Coordinated vulnerability disclosure policy
In order to carry out our tasks and fulfil our mandate, we deal with a number of applications and software. These can be commercial or free, open source (FOSS) and either used by us, our Constituents (the EU institutions, bodies and agencies) or both.
Those applications and software may contain security flaws and vulnerabilities and therefore exposed to attacks. In order to enhance the good functioning of the products that we or our Constituents use, this clear, step-by-step procedure was developed, with the aim to mitigate the effects of such exposure and, at the same time, attempt to help product vendors and software developers to implement appropriate and timely solutions.
If a vulnerability is reported to us or discovered internally by our teams, the following disclosure policy procedure will be applied, in line with the steps described below.
Whenever feasible and relevant for the security of our Constituents, we will attempt to confirm the considered vulnerability. Reporters should, ideally, provide a supporting Proof-of-Concept (PoC). We can decide, at our own discretion, whether or not to confirm a vulnerability. However, as this confirmation represents an essential requirement, a sufficiently detailed description of the identified issue could also be accepted.
NOTIFICATION TO THE RELEVANT PARTIES
If the reported vulnerability is confirmed, or if we do not formally confirm it but we consider the report to be sufficiently plausible, the related vendors (in case of commercial products) or the related communities (in case of FOSS) will be identified as well as their designated contacts. Then, the relevant parties will be informed about the vulnerability and made aware of this disclosure policy.
Once the initial contact and a secure channel have been established, we will share the details of the vulnerability with the relevant third parties. The deadlines mentioned in the different phases below will start when we have established a contact that can reasonably be considered as appropriate to receive vulnerability information. When no such contacts have been established after reasonable attempts are made by CERT-EU, the deadlines below will also be considered started.
We will make every effort that is necessary to document, at each stage of the exchange, that the concerned vendors or the communities have been contacted and received our notifications.

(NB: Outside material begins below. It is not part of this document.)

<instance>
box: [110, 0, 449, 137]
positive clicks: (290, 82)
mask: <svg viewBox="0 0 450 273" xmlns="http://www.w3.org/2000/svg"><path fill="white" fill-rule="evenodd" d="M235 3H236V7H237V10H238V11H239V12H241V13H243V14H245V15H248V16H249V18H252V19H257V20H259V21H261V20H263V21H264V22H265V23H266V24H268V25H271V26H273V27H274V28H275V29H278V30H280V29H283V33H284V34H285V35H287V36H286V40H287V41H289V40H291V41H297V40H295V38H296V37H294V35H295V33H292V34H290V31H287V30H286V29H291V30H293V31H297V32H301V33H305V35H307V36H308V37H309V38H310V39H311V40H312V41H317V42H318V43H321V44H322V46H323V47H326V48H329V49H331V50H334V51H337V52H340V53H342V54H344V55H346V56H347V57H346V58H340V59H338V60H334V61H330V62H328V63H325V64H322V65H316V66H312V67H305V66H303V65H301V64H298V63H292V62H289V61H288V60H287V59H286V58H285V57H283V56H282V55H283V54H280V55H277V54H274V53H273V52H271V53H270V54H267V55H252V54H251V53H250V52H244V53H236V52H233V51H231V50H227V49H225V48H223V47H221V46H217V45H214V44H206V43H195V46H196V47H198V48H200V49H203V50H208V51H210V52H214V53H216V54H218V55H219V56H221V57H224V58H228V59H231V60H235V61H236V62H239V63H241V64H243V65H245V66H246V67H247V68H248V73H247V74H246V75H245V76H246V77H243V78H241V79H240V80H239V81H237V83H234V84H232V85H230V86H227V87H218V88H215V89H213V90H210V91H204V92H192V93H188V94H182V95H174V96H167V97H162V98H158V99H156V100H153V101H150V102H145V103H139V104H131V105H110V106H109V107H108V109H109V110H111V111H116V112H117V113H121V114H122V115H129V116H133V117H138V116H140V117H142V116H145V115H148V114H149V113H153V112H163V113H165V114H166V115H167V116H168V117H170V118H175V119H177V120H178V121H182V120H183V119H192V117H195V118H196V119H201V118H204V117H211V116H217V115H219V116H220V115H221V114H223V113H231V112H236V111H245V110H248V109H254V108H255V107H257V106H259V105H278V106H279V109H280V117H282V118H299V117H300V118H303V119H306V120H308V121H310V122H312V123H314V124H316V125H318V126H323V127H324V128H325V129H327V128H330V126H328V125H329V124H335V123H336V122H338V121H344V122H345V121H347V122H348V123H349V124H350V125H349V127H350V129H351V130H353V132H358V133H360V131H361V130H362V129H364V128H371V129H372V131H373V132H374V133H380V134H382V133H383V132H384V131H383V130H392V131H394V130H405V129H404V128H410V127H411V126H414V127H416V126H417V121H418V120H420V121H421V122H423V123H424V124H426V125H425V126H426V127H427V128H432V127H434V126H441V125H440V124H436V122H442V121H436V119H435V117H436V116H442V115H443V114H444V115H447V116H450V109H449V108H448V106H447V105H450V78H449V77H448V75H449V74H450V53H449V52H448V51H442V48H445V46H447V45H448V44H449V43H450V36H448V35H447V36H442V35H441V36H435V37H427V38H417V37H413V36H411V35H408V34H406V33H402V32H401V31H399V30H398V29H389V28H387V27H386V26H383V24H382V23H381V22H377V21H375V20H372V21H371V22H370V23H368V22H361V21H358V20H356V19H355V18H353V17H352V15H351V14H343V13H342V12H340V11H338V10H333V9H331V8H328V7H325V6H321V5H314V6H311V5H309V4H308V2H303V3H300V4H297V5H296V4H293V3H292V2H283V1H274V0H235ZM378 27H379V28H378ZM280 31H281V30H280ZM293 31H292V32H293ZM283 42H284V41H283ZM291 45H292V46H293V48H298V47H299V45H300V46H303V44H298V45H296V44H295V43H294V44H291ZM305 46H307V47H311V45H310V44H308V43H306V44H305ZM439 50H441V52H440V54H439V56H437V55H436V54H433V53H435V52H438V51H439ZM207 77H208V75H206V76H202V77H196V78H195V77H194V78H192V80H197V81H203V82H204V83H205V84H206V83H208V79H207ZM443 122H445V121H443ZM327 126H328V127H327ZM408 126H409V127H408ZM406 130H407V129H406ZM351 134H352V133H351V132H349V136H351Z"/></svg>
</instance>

LIMITED DISCLOSURE TO CONSTITUENTS
If the vulnerability is not fixed, and the relevant patches mitigating or resolving the vulnerability released, within 30 days from the date of the notification, we will release a security advisory addressed to our Constituents only to inform them about the issue. The advisory will include suggestions on possible mitigating measures. This is in line with our mandate to protect our Constituents against cyberattacks. Furthermore, certain Constituents may be involved from the very beginning of the disclosure process if we consider them particularly exposed to the vulnerability under consideration.
LIMITED DISCLOSURE TO CYBERSECURITY COMMUNITIES
If the vulnerability is not fixed, and the relevant patches mitigating or resolving the vulnerability released, within 60 days from the date of the notification, we will issue a security advisory addressed to the cybersecurity communities with whom it has a well established and solid cooperation and where the level of information exchange is particularly high. These communities include, but are not limited to, the European Government CERTs group (EGC) and the EU Member States’ CSIRTs Network. The document will aim to inform those communities about the security issue and may include suggestions on possible mitigating measures.
PUBLIC DISCLOSURE BY THE VENDOR OR A COMMUNITY
For the public vulnerability disclosure, we normally grant 90 days from the first notification to the vendor or community, in order for them to issue a proper fix and publish the relevant details on the vulnerability. However, if a sound justification and explanation for any delay can be produced, CERT-EU may agree on extending the 90-day time frame.
PUBLIC DISCLOSURE BY CERT-EU
If the deadline mentioned in the previous paragraph has passed and the vendor or community has neither responded to our vulnerability report, offering a reasonable action plan, nor has asked for a time extension, we may publish a security advisory on our website and on our social media accounts, or any other media that we consider appropriate.